His eyes crinkled in amused horror, evidently envisioning some of the same strong personalities. “Nightmarish! I agree with you there.”
She waved a didactic finger, growing firmer in her hypothesis and pleased with her own insight. She hadn’t lost her touch, eh? “There is nothing whatsoever wrong with you, Oliver. You just happen to find yourself in a target-poor environment at the moment, is all.”
“And yet the range is so short.”
“What?”
He set down his cup firmly on the plank tabletop. He then stood up, walked around the table to her side, grasped her chin, turned her face up, and bent to kiss her.
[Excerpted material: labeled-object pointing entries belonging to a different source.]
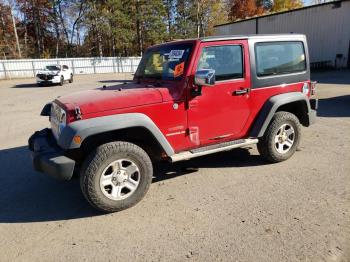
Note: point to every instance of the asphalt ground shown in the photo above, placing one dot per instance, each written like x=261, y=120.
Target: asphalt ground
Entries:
x=229, y=206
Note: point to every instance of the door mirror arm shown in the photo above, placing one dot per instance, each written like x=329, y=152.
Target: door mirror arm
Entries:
x=203, y=77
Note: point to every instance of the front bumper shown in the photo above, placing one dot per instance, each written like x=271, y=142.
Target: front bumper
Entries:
x=54, y=80
x=48, y=158
x=313, y=111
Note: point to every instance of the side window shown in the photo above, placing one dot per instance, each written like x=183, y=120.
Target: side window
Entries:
x=275, y=58
x=227, y=61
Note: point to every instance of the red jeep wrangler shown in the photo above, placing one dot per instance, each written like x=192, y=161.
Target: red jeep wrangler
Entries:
x=188, y=99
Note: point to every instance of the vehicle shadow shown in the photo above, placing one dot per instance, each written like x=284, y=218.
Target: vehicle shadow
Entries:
x=338, y=106
x=31, y=85
x=115, y=81
x=28, y=196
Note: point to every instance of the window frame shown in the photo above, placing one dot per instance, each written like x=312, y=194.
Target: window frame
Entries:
x=220, y=45
x=279, y=74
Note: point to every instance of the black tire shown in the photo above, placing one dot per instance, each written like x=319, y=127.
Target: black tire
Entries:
x=267, y=146
x=62, y=81
x=99, y=160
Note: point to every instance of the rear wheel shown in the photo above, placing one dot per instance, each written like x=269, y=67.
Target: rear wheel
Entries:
x=61, y=81
x=281, y=138
x=116, y=176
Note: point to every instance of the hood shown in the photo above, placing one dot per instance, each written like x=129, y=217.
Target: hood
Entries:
x=48, y=72
x=111, y=98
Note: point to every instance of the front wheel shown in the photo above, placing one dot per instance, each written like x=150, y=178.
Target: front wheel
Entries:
x=281, y=138
x=61, y=81
x=116, y=176
x=71, y=79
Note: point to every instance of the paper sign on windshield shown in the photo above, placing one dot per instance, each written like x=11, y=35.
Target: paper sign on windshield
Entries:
x=176, y=54
x=179, y=69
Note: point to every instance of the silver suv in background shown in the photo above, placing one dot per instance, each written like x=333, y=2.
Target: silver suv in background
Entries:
x=54, y=74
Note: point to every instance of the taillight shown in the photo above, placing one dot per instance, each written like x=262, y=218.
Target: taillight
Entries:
x=313, y=88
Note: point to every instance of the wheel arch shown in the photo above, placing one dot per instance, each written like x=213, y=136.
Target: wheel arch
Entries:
x=133, y=127
x=295, y=102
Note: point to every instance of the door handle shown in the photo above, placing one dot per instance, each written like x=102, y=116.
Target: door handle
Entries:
x=241, y=92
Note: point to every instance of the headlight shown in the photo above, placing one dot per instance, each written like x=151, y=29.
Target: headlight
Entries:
x=58, y=119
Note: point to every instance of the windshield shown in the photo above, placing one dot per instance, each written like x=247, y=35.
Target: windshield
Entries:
x=52, y=68
x=166, y=62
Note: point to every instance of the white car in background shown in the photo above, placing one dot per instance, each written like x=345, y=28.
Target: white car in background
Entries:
x=54, y=74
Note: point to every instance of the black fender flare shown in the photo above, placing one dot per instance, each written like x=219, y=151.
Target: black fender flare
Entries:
x=271, y=106
x=98, y=125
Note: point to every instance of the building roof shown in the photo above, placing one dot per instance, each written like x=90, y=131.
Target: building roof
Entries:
x=338, y=2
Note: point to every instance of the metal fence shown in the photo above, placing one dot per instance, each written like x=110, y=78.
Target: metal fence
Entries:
x=21, y=68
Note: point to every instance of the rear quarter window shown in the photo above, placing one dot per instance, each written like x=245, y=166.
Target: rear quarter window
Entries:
x=278, y=58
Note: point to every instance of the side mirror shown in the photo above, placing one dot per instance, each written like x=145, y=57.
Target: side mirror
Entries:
x=205, y=77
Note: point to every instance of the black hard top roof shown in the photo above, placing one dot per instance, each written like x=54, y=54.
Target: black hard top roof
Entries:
x=274, y=37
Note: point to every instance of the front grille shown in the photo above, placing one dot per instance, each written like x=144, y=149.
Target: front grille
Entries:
x=45, y=77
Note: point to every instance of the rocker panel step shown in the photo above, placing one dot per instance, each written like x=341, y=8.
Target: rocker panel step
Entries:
x=212, y=149
x=206, y=148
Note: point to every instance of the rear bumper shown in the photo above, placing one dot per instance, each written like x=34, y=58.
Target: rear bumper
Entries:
x=48, y=158
x=313, y=111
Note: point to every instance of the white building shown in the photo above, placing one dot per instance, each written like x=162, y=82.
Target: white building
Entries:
x=326, y=26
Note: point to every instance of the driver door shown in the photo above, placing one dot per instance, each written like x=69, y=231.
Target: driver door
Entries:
x=221, y=111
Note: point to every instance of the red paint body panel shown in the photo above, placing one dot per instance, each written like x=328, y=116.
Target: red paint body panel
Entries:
x=186, y=121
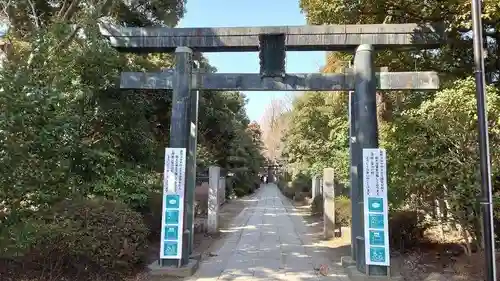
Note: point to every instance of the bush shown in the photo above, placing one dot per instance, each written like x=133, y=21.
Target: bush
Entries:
x=82, y=235
x=406, y=229
x=343, y=214
x=317, y=205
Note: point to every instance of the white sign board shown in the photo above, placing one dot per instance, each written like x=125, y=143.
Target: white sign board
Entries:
x=376, y=207
x=173, y=203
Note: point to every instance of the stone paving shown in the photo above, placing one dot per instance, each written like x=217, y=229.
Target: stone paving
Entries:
x=268, y=241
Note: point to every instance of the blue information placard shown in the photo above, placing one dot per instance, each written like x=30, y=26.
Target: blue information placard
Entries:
x=173, y=203
x=375, y=207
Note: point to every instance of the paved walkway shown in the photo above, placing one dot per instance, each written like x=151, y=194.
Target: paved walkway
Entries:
x=268, y=241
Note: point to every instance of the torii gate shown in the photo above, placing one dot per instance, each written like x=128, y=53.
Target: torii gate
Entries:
x=272, y=43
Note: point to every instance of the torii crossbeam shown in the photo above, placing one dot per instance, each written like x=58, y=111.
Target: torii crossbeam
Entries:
x=292, y=82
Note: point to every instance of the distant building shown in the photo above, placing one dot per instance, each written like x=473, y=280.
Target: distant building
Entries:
x=5, y=44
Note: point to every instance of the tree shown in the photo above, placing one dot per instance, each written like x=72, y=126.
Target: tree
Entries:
x=274, y=124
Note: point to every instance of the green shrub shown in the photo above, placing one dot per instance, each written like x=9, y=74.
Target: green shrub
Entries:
x=406, y=229
x=343, y=211
x=87, y=235
x=152, y=214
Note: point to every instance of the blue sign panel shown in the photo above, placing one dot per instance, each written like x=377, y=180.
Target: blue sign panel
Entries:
x=170, y=248
x=375, y=204
x=173, y=203
x=377, y=238
x=376, y=221
x=171, y=232
x=377, y=255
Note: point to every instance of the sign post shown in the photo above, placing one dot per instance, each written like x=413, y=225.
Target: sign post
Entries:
x=376, y=215
x=173, y=203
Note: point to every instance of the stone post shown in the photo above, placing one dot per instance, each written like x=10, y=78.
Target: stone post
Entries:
x=222, y=190
x=316, y=188
x=328, y=203
x=213, y=199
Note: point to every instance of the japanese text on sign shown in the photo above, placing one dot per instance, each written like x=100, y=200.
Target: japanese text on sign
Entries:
x=375, y=207
x=173, y=203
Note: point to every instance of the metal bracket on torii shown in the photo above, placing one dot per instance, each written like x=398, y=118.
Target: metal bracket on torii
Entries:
x=272, y=44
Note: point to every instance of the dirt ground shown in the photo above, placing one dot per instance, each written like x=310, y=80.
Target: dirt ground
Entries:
x=431, y=262
x=202, y=242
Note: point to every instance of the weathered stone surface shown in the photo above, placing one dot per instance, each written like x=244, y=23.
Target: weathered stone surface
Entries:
x=293, y=82
x=298, y=38
x=328, y=203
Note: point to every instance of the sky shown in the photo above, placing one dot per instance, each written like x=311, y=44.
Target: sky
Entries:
x=237, y=13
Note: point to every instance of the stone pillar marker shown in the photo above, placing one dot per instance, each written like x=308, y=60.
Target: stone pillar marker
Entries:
x=328, y=203
x=316, y=188
x=213, y=199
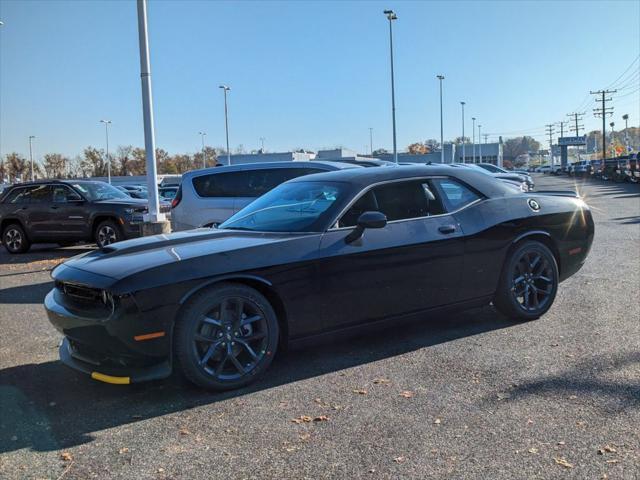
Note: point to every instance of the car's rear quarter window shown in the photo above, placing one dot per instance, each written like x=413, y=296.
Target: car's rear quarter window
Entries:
x=246, y=183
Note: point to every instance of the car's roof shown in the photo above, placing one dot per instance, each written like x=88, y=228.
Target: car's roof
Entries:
x=327, y=165
x=363, y=177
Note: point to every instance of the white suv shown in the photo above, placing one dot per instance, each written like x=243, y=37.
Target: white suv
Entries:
x=211, y=195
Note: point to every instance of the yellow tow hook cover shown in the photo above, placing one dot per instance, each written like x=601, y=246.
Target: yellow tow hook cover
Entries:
x=110, y=379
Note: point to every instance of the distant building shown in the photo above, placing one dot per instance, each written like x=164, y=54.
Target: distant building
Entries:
x=260, y=157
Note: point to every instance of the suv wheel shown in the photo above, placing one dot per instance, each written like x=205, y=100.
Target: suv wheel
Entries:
x=108, y=232
x=14, y=239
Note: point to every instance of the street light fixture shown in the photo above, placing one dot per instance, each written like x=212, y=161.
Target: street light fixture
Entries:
x=391, y=16
x=106, y=131
x=441, y=77
x=204, y=159
x=225, y=89
x=464, y=157
x=31, y=137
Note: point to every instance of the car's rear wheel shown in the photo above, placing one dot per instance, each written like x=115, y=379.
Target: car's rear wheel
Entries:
x=226, y=337
x=528, y=283
x=15, y=239
x=107, y=232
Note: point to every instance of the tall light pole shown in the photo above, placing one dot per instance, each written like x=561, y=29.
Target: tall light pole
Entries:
x=464, y=157
x=480, y=141
x=440, y=78
x=625, y=117
x=154, y=215
x=391, y=16
x=225, y=89
x=106, y=132
x=204, y=159
x=473, y=128
x=31, y=137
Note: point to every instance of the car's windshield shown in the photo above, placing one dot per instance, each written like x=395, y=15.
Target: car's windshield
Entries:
x=100, y=191
x=290, y=207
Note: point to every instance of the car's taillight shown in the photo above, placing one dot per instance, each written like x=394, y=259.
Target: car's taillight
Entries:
x=176, y=200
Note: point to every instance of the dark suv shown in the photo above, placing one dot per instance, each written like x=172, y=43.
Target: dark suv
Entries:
x=66, y=212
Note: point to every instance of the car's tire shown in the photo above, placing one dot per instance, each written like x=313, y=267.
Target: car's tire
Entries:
x=107, y=232
x=225, y=337
x=15, y=239
x=528, y=283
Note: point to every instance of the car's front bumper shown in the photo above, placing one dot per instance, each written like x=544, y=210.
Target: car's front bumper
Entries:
x=125, y=346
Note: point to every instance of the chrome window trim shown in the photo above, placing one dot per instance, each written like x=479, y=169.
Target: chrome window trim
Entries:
x=398, y=180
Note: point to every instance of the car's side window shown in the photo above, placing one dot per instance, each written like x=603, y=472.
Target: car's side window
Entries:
x=455, y=194
x=398, y=201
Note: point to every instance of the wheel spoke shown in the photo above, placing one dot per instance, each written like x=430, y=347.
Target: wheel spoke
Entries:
x=253, y=354
x=209, y=353
x=237, y=364
x=248, y=320
x=212, y=321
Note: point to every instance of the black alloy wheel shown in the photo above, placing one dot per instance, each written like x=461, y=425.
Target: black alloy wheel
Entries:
x=14, y=239
x=226, y=337
x=107, y=233
x=528, y=283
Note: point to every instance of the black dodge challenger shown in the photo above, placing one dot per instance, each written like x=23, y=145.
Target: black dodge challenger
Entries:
x=317, y=254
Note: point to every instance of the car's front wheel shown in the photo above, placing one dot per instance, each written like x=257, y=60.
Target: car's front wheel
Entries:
x=528, y=283
x=226, y=337
x=15, y=239
x=107, y=232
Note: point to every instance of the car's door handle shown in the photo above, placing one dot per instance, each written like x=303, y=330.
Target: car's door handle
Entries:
x=447, y=229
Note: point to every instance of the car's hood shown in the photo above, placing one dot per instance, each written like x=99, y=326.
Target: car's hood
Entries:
x=203, y=248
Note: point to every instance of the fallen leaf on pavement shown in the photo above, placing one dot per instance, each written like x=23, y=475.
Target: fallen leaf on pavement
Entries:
x=563, y=462
x=302, y=418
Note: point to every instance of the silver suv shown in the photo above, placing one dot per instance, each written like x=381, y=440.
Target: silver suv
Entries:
x=211, y=195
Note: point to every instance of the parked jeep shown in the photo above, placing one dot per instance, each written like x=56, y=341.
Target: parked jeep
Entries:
x=67, y=212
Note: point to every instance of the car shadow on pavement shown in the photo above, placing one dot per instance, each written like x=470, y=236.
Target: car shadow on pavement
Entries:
x=48, y=406
x=32, y=293
x=601, y=381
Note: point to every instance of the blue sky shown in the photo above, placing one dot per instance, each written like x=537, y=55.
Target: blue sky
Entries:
x=305, y=74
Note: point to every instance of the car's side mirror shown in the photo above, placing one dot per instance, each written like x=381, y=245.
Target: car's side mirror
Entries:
x=366, y=220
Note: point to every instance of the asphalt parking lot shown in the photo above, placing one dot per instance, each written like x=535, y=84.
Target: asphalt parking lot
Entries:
x=464, y=396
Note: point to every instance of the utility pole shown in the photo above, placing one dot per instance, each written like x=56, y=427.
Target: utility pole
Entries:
x=391, y=16
x=603, y=111
x=550, y=132
x=440, y=78
x=31, y=137
x=576, y=128
x=204, y=158
x=226, y=121
x=464, y=158
x=625, y=117
x=480, y=141
x=473, y=134
x=154, y=217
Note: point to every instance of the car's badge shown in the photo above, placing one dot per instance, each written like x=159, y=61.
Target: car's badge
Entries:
x=535, y=206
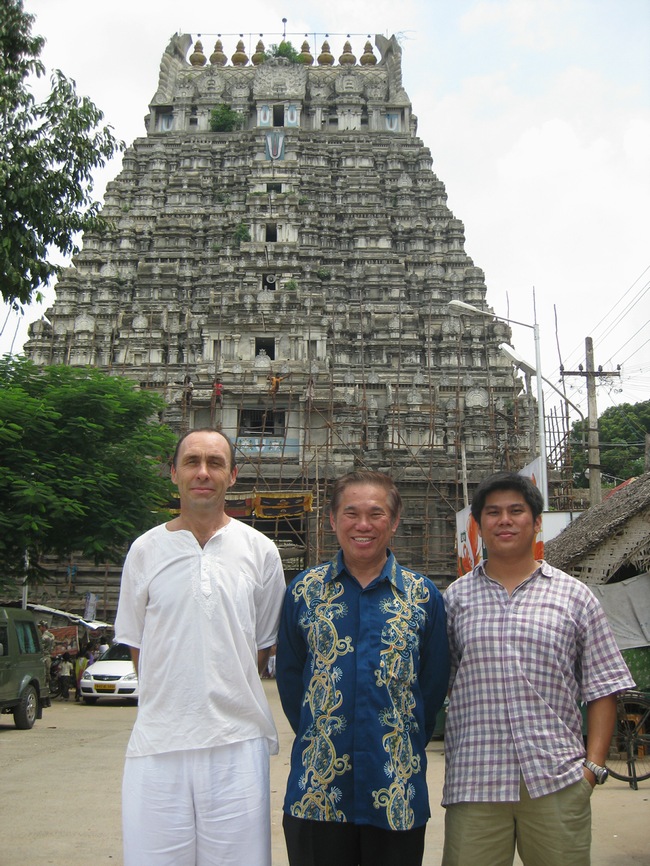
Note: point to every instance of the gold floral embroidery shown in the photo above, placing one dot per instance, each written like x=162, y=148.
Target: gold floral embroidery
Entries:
x=397, y=674
x=320, y=761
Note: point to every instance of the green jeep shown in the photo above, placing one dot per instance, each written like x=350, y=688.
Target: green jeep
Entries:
x=23, y=688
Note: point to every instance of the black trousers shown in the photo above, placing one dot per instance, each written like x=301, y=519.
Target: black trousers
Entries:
x=330, y=843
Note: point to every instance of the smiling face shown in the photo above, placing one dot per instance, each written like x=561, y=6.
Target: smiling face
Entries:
x=507, y=525
x=202, y=472
x=364, y=526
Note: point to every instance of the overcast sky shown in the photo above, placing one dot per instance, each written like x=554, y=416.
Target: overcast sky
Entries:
x=536, y=112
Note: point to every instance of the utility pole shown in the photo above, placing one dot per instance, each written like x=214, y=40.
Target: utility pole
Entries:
x=595, y=489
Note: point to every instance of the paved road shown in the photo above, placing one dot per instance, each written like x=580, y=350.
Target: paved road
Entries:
x=60, y=793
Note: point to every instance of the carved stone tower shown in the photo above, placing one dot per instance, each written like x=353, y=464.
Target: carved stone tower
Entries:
x=287, y=281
“Blurf…?” said Cordelia, her eyes springing wide. At this distance, he was blurred and double, and anyway, as he deepened the kiss his blue eyes closed. She felt her own lids squeezing shut in response, as her lips parted. He tasted like sun and rain and tea and Oliver. He tasted really good…
When they broke for breath after a minute…or two…or three, he murmured, “Ah, so this is how Aral diverted all those Betan data-spates.”